Portugal is close to becoming the third member of the Eurozone to seek assistance from the EU along with Greece and Ireland, where bailouts have so far proven ineffective.
Portugal will soon be forced to apply for a bailout package worth approximately €80bn ($115 billion) with European finance ministers aiming to approve a bailout agreement as soon as May 16th.
The details of the bailout are still up for discussion but will certainly involve changes to the country's austerity and economic policies with particular attention and debate on the interest rate.
To avoid setting a trend, European leaders, especially those in wealthy countries such as Germany and Finland, are particularly keen on not allowing Portugal to restructure its debt and are demanding a tough approach to Portugal.
Despite this, Jorge Moniz, of Banco Espirito Santo, believes that Portugal's housing market will be unaffected.
Moniz stated that there has been a considerable increase in the number of mortgage applications from UK residents looking to buy property in Portugal.
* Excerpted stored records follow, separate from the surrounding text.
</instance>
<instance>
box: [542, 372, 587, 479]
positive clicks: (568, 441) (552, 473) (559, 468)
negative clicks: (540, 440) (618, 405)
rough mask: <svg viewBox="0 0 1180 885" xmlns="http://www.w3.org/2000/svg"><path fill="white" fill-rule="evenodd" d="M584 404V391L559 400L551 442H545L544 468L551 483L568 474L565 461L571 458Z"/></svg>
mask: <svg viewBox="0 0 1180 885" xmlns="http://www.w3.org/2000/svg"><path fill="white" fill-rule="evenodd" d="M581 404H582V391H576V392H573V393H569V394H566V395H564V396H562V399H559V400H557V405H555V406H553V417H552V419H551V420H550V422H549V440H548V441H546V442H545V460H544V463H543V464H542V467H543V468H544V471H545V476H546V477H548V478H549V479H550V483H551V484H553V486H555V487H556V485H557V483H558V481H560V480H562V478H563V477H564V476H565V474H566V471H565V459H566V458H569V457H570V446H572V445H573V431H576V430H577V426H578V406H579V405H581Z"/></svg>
It is important to note that Portugal hasn't suffered from a property bubble. On the contrary, over the past 10 years up to now, our property prices have been quite stable, he added.
Moniz went on to discuss how Portugal did not expose itself to overbuilding and that the country's banking sector is relatively strong compared to its European counterparts where oversupply in the housing industry is quite prevalent.